Data intelligence tools settings
Enable or disable the use of generative AI for data intelligence tools in a project.
If generative AI capabilities in general are enabled for watsonx.data intelligence, you can turn off the features for specific projects.
For some of the capabilities, additional deployment requirements apply. For more information, see Preparing to install IBM watsonx.data intelligence in the IBM Software Hub documentation.
If you turn off these capabilities for a project, the project can't be enabled for natural language queries and the use of generative AI is disabled for certain metadata enrichment objectives and for data quality rules.
You might want to do that for projects that are set up for use cases that don't rely on the gen AI capabilities of the data intelligences tools to avoid unnecessary use of generative AI thus also limiting the incurred cost for working with large language models.
If you want to make the gen AI capabilities available in a project at a later time, you can turn on the features again.
Natural language queries
When you enable projects that allow for the use of gen AI for natural language queries, a job with the name Onboard for generative AI_<date-time> is started. This job initializes the project for vectorization of metadata so
that the metadata can be used for converting plain text requests to SQL queries or in semantic searches. If the project already contains data assets, the metadata of these assets is directly vectorized and stored. Metadata that is added after
the initialization is automatically processed and vectorized.

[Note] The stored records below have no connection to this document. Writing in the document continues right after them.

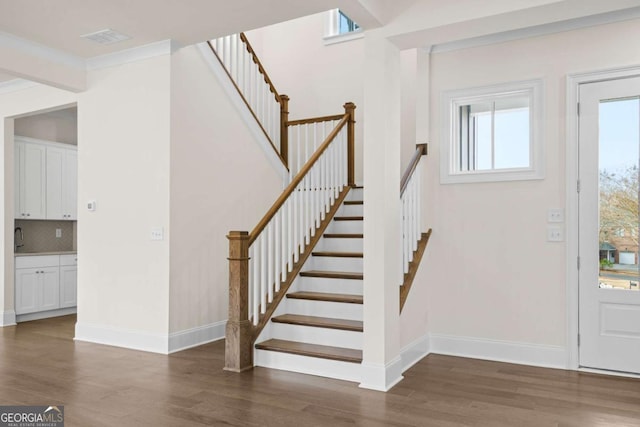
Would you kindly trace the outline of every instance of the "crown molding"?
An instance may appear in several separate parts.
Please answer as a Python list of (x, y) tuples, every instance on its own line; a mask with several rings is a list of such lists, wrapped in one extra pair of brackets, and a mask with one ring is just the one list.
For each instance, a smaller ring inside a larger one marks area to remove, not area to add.
[(519, 28), (517, 30), (504, 31), (501, 33), (493, 33), (486, 36), (455, 40), (429, 46), (428, 49), (431, 51), (431, 53), (451, 52), (454, 50), (488, 46), (513, 40), (546, 36), (549, 34), (578, 30), (586, 27), (594, 27), (597, 25), (629, 21), (637, 18), (640, 18), (640, 7), (616, 10), (613, 12), (602, 13), (598, 15), (583, 16), (580, 18), (567, 19), (564, 21), (552, 22), (549, 24), (534, 25), (532, 27)]
[(156, 56), (170, 55), (179, 48), (180, 46), (173, 40), (161, 40), (144, 46), (89, 58), (86, 61), (86, 67), (87, 71), (115, 67), (118, 65), (129, 64), (131, 62), (141, 61), (143, 59), (154, 58)]
[(25, 79), (7, 80), (6, 82), (0, 82), (0, 94), (29, 89), (31, 87), (39, 85), (40, 83), (32, 82), (31, 80)]
[(46, 59), (47, 61), (64, 64), (73, 68), (85, 67), (84, 59), (79, 56), (2, 31), (0, 31), (0, 46), (9, 47), (37, 58)]

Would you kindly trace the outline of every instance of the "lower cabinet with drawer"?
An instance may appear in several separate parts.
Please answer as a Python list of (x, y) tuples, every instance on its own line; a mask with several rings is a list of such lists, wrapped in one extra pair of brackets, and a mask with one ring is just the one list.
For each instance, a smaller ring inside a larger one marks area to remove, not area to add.
[(75, 307), (77, 256), (16, 257), (17, 315)]

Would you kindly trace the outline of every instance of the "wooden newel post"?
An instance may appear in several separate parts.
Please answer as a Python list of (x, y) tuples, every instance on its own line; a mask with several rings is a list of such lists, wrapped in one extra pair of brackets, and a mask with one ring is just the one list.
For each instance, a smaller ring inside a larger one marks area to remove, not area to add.
[(242, 372), (253, 368), (253, 327), (249, 321), (249, 233), (230, 231), (229, 320), (226, 328), (224, 369)]
[(289, 132), (287, 123), (289, 122), (289, 97), (280, 95), (280, 157), (284, 164), (289, 166)]
[(347, 160), (348, 160), (348, 184), (350, 187), (356, 186), (355, 178), (355, 127), (356, 127), (356, 104), (347, 102), (344, 104), (344, 112), (349, 115), (347, 123)]

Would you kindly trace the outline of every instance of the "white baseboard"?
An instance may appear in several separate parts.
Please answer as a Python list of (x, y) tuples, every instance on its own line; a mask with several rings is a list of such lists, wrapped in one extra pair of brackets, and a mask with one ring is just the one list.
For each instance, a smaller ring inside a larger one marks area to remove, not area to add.
[(124, 347), (131, 350), (169, 354), (224, 338), (226, 324), (225, 320), (171, 334), (152, 334), (78, 322), (76, 323), (76, 336), (74, 339), (76, 341)]
[(29, 322), (31, 320), (48, 319), (50, 317), (68, 316), (76, 314), (77, 307), (59, 308), (57, 310), (39, 311), (36, 313), (18, 314), (16, 322)]
[(429, 355), (429, 335), (424, 335), (400, 350), (402, 372)]
[(255, 366), (334, 378), (337, 380), (360, 382), (361, 365), (358, 363), (320, 359), (317, 357), (267, 350), (255, 350), (253, 354)]
[(387, 364), (362, 362), (360, 388), (389, 391), (404, 378), (400, 356)]
[(224, 338), (226, 320), (169, 334), (169, 353), (197, 347)]
[(6, 310), (2, 312), (0, 316), (0, 326), (15, 326), (16, 324), (16, 312), (13, 310)]
[(92, 323), (76, 323), (76, 341), (124, 347), (152, 353), (169, 353), (169, 336)]
[(429, 334), (430, 353), (567, 369), (564, 347)]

The vectorized metadata is used for Text-to-SQL conversions. Convert plain text requests into complex and accurate SQL queries that you can run on relational data sources. No access to a data source is required for generating the SQL queries. The queries are generated based on the available metadata.

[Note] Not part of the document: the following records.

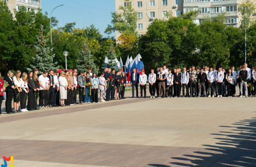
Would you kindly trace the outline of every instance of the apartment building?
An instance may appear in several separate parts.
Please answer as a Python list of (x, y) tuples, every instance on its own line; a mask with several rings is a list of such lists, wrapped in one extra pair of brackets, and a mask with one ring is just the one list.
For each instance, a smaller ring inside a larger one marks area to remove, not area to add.
[(28, 11), (34, 10), (36, 12), (41, 8), (41, 1), (38, 0), (3, 0), (7, 3), (8, 7), (12, 14), (14, 9), (19, 10), (22, 6), (26, 7)]
[[(239, 17), (238, 4), (244, 0), (131, 0), (125, 3), (124, 0), (116, 0), (116, 11), (121, 12), (120, 6), (131, 5), (138, 12), (138, 32), (139, 35), (145, 34), (147, 28), (155, 18), (166, 19), (165, 15), (172, 11), (177, 16), (191, 10), (200, 10), (194, 21), (200, 24), (206, 18), (211, 18), (220, 13), (226, 12), (226, 24), (235, 27), (239, 26)], [(116, 32), (116, 37), (120, 36)]]

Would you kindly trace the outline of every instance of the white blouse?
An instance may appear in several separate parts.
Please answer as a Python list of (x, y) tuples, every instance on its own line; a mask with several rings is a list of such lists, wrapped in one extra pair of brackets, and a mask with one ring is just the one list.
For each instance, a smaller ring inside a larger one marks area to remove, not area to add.
[(68, 82), (64, 77), (60, 76), (59, 82), (60, 82), (60, 86), (65, 87), (65, 86), (68, 85)]
[(20, 78), (20, 81), (18, 81), (16, 76), (13, 77), (13, 84), (14, 85), (17, 85), (17, 86), (21, 87), (21, 79)]

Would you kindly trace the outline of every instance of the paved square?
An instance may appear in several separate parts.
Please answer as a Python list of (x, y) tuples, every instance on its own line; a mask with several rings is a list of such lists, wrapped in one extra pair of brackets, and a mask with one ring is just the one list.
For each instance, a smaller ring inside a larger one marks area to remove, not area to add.
[(15, 167), (256, 166), (255, 100), (127, 98), (4, 115), (0, 157)]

Optionally, you can run metadata enrichment to attach more metadata to your assets, which improves the accuracy of the generated SQL queries.
- Generate meaningful names for columns that have cryptic names in the data source, for example, acronyms or abbreviations that only subject matter experts can decipher.
- Generate descriptions for columns that provide additional context to the models.
- Run term assignment to provide business context for your data that helps to map queries in business language to the right columns.
- Profile the data and collect data samples to provide information about the data format to the model.
- Run key and relationship analysis to identify how data assets are linked.
To provide even more context to the Text-to-SQL service, you can upload CSV files with SQL samples to the project. For more information, see Providing additional context for converting natural language queries to SQL.
If you disable natural language queries, vectorization of new metadata is stopped. However, you can enable that feature again at any time so that the metadata is processed again.
You can generate SQL queries from plain text and run these queries for data from these data sources:
- Amazon RDS for Oracle
- Amazon RDS for PostgreSQL
- Amazon Redshift
- Apache Cassandra
- Apache Hive
- Apache Impala
- DataStax Enterprise
- Google BigQuery
- Greenplum
- IBM Db2
- IBM Db2 Warehouse
- IBM Netezza Performance Server
- IBM watsonx.data Presto
- Microsoft Azure Databricks
- Microsoft Azure SQL Database
- Microsoft SQL Server
- MongoDB
- MySQL
- Oracle
- PostgreSQL
- SAP ASE
- SingleStoreDB
- Snowflake
- Teradata
Metadata enrichment
In projects where generative AI capabilities are enabled, you can run metadata enrichment to add these types of metadata to your data:
- AI-generated display names
- AI-generated descriptions
- Gen AI based term assignments
Data quality
In projects where generative AI capabilities are enabled, you can have AI automatically generate plain English descriptions for data quality rules and the rule expressions that they contain. These descriptions help users understand and review complex data quality rules.